Para la Argentina, la estrategia de integración fue la respuesta acertada a un proceso de industrialización que evitó la reprimarización (las MOI pasaron de representar el 26% de nuestras exportaciones en 2003 a explicar el 34%) y tuvo su correlato en la reducción de los obscenos niveles de desocupación de la etapa neoliberal (un cuarto de la PEA en 2003) hasta el 6,9% vigente. La integración entre países en vías de desarrollo amplía las chances para su industrialización a partir del intercambio comercial interregional. Así ocurrió en nuestro país, que tiene en la región y, especialmente, en Brasil el destino privilegiado de nuestras exportaciones industriales.

La centralidad del Estado como agente del desarrollo: la trascendencia de la inversión pública y la defensa irrestricta de la industria nacional y del trabajo y el salario de los argentinos.

Sin embargo, mientras en Argentina se removieron los cimientos del esquema neoliberal que antecedió al kirchnerismo, en Brasil se conjugó una política inclusiva en lo social con una macroeconomía neoliberal, heredada del gobierno de Fernando Cardozo. Así, el margen de acción del Estado, principal agente del fenomenal proceso de inclusión en los primeros gobiernos del PT, quedó acotado por las restricciones que el esquema de Metas de Inflación impone a la política fiscal, socavando los motores del crecimiento y determinando la recesión de la que actualmente es víctima nuestro principal socio comercial, encorsetado en paquetes de ajuste y debilitamiento del mercado laboral.

La dinámica de Brasil nos deja, por lo menos, dos cuestiones sobre las que  conviene reflexionar. Una, la necesidad de articular los esfuerzos del Estado y del sector privado, en pos de potenciar la diversificación de destinos de exportación para nuestras manufacturas industriales. La otra, surge de la imagen que ofrece el espejo: las políticas que precipitaron la crisis brasileña no se diferencian del decálogo que promueve la oposición doméstica, al impulsar un supuesto "ajuste expansivo" que es, a todas luces, sencillamente un oxímoron que desbarranca frente a la evidencia histórica.
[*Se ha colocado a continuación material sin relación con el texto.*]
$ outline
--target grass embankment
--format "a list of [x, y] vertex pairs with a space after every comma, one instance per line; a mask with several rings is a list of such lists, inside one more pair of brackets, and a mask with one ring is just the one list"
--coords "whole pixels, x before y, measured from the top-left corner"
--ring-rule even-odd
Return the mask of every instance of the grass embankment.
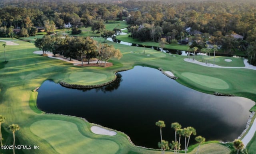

Es vital analizar el laberinto en el que las políticas ortodoxas han entrampado a Brasil, dañando el desenvolvimiento de la economía y, a la postre, horadando la base de legitimación social del PT. Las lecciones que surgen son fundamentales para ratificar el rumbo de nuestra política económica de crecimiento guiado por la demanda –y más que nunca, frente a la crisis global, la demanda interna-, la centralidad del Estado como agente del desarrollo, la trascendencia de la inversión pública y la defensa irrestricta de la industria nacional y del trabajo y el salario de los argentinos.